The first step in the decision making process is to identify the alternatives

Step # 6. Implementation:

Even correct decisions are useless unless they are implemented. The first stage of implemen­tation is to communicate the decision to those who need to take action. This is much easier if these people have previously participated in making the decision. One specific person should be made responsible for carrying a decision to fruition.

Step # 7. Evaluation:

The implementation process should be regularly monitored to know its acceptance by the organisational members. The alternative should be regularly monitored through progress reports, to see whether the objective for which it was selected has been achieved or not. If not, managers should make corrections whenever necessary or make changes in the implementation process. If yes, such alternative forms the basis for future decision-making.

Which is the first step of the decision making process?

Step 1: Identify the decision You realize that you need to make a decision. Try to clearly define the nature of the decision you must make. This first step is very important.

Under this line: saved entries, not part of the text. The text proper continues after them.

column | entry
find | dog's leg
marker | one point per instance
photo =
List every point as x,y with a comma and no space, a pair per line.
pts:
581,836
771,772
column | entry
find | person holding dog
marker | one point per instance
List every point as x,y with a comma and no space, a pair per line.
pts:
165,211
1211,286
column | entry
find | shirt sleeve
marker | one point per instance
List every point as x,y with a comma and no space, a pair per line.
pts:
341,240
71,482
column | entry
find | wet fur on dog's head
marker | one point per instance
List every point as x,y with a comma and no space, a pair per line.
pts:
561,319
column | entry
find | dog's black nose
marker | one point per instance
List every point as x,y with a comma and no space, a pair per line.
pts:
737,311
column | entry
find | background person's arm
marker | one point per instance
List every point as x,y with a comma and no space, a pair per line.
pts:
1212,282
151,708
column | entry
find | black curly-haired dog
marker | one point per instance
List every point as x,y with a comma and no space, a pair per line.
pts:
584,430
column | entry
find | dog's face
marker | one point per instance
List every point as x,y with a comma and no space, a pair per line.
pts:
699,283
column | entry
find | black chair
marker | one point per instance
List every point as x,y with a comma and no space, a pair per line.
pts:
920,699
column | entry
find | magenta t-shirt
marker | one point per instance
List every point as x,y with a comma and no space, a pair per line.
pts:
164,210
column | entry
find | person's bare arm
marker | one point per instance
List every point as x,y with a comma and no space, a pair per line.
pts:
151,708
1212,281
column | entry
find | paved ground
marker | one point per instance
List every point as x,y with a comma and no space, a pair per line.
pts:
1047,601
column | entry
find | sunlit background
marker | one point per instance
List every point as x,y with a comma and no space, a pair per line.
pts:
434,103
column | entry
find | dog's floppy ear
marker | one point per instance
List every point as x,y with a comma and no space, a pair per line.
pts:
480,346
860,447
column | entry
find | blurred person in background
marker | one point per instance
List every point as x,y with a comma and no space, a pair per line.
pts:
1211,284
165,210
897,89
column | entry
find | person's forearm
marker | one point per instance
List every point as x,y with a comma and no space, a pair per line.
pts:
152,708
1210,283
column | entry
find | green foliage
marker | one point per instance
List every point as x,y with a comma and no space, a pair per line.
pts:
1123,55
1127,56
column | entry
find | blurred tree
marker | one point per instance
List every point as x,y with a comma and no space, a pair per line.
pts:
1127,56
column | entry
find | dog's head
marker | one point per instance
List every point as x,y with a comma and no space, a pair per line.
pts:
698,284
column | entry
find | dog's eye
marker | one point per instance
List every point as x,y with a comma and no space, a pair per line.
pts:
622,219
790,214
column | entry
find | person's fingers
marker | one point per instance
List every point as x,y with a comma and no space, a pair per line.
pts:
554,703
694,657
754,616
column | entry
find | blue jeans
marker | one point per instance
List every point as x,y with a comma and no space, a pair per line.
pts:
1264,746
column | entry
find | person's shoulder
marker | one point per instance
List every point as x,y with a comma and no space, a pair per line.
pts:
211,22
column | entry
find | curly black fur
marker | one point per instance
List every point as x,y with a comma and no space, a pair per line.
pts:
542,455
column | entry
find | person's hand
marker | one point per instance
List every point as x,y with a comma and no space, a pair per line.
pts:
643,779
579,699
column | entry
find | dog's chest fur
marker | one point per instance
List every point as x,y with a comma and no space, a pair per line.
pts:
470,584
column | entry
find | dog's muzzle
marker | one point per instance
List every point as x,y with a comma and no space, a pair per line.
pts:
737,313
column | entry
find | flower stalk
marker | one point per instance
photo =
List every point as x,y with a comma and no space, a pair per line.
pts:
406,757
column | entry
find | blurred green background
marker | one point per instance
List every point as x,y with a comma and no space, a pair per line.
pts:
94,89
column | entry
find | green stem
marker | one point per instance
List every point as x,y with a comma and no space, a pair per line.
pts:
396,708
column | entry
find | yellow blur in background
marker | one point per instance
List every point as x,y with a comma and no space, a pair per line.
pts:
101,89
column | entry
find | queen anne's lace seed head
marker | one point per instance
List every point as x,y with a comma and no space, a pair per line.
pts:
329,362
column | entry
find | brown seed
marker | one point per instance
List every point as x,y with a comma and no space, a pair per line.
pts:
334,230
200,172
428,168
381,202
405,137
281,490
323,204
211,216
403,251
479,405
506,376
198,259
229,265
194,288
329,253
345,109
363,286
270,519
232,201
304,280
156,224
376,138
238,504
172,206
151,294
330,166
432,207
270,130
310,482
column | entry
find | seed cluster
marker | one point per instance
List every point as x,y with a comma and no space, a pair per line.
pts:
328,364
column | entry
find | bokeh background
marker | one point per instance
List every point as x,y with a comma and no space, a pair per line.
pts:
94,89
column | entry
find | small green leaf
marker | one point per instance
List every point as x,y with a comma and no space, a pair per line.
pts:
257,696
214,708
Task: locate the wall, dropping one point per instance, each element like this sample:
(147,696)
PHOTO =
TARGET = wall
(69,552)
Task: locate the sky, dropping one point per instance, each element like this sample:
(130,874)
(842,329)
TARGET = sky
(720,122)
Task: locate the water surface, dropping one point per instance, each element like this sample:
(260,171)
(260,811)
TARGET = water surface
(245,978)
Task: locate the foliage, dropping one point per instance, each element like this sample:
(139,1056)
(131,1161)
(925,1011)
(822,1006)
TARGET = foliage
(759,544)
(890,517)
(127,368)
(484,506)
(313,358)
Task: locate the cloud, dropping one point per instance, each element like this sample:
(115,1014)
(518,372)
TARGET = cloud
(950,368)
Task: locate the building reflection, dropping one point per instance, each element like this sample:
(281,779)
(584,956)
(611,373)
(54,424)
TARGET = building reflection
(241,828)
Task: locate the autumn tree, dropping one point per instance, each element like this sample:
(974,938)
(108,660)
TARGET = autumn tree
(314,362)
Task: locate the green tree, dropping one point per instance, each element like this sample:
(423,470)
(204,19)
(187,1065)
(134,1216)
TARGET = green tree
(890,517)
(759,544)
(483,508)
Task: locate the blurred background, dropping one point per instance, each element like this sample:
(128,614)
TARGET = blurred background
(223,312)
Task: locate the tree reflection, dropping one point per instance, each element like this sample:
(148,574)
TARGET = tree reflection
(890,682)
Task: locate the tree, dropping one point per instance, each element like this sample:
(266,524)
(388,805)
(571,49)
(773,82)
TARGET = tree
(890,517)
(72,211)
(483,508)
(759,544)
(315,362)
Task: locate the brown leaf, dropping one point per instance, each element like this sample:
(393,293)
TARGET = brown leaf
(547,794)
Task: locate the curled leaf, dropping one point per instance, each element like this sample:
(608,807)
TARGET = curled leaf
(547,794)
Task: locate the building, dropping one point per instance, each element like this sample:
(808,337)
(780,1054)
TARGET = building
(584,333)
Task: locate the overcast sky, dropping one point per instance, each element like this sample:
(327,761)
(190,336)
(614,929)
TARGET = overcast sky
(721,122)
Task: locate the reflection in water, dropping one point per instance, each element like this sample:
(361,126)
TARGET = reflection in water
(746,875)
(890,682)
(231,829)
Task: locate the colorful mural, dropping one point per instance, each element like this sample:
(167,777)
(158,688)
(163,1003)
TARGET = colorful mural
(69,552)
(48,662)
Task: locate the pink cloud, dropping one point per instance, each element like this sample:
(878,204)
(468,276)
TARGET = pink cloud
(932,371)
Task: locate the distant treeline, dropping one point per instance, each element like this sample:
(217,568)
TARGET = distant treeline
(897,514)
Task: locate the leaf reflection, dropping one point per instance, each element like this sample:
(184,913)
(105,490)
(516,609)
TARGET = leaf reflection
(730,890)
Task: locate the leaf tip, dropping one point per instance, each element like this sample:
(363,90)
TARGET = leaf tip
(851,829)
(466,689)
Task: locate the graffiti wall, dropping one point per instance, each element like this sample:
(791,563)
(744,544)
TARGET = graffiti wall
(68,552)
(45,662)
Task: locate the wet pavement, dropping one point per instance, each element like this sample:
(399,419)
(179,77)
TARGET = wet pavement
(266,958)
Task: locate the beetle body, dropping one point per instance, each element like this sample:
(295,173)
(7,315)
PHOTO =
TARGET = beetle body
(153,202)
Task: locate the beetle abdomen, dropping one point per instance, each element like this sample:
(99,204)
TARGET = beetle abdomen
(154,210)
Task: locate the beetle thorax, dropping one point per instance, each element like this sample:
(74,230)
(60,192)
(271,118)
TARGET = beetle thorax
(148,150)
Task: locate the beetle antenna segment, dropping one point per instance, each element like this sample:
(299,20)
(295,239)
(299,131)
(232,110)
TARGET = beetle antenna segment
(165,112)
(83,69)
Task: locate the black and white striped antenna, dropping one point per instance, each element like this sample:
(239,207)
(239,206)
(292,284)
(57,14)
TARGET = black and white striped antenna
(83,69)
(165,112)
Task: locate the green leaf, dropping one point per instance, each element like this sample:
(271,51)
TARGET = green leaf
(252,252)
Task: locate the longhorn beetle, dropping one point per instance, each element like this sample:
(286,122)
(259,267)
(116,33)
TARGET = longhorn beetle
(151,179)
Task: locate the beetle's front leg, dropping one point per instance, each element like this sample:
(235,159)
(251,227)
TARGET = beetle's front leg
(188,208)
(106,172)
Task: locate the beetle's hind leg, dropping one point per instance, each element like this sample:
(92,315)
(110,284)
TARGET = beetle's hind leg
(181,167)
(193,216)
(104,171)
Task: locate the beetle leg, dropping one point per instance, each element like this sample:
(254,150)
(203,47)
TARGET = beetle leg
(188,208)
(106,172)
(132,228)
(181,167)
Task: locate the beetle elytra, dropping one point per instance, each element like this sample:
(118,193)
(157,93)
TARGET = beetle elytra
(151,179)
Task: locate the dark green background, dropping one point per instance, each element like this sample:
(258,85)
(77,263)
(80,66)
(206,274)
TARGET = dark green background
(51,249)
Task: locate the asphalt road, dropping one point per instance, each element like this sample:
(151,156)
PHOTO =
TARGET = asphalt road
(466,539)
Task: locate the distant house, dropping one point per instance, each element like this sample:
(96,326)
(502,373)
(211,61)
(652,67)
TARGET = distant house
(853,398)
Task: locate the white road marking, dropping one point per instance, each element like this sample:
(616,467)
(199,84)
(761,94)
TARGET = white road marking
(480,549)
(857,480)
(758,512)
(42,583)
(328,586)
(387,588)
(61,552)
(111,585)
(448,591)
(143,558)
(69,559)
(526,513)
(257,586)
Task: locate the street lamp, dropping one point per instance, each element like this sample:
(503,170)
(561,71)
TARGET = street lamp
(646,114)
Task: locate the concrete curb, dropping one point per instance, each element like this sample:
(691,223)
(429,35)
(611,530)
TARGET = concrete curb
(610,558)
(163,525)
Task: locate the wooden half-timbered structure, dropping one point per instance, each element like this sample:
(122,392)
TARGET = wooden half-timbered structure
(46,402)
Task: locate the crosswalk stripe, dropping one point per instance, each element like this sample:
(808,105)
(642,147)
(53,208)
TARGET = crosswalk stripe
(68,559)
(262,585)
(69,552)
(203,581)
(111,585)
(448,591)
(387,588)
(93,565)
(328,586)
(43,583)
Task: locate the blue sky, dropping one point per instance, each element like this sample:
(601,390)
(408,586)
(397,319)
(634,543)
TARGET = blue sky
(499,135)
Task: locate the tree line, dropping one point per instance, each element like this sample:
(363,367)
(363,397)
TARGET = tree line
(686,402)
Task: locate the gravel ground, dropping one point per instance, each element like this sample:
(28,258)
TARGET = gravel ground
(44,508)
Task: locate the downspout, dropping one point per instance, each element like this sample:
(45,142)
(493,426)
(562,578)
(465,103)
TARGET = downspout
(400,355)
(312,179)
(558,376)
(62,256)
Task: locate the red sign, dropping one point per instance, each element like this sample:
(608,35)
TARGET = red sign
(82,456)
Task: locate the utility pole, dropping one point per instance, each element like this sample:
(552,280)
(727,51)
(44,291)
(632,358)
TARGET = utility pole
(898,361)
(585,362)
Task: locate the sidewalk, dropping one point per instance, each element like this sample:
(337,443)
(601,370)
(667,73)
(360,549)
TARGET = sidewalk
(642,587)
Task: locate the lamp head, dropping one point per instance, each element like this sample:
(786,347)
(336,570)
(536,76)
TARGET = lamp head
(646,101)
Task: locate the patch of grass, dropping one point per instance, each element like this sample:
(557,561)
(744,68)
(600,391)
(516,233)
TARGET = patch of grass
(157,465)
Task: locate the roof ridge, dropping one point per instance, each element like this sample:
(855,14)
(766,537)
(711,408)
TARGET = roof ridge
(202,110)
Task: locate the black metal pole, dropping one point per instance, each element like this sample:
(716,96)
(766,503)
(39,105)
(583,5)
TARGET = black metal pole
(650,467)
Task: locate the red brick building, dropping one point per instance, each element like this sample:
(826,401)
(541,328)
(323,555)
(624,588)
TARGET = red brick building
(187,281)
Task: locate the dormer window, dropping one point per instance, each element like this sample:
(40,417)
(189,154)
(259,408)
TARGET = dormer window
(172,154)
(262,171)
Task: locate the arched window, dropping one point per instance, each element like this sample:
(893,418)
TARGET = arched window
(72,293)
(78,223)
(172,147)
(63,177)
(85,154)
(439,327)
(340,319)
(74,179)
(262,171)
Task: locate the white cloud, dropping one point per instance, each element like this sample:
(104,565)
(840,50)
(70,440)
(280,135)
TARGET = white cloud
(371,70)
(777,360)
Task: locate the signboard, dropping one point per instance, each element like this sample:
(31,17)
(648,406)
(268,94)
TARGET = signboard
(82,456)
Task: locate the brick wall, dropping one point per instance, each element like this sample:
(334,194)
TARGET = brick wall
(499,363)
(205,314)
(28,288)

What is the first step of the decision making process identify alternatives review the decision?

The first step in making the right decision is recognizing the problem or opportunity and deciding to address it.

What is identifying alternatives in decision making?

In systems engineering, identifying alternatives involves the assessment of the various solutions to a problem. Establishing an effective framework for the analysis of alternatives requires knowledge of the market, the stakeholders, the current system in place, and the risks.

What is the 5 step decision making process?

The decision-making process includes the following steps: define, identify, assess, consider, implement, and evaluate.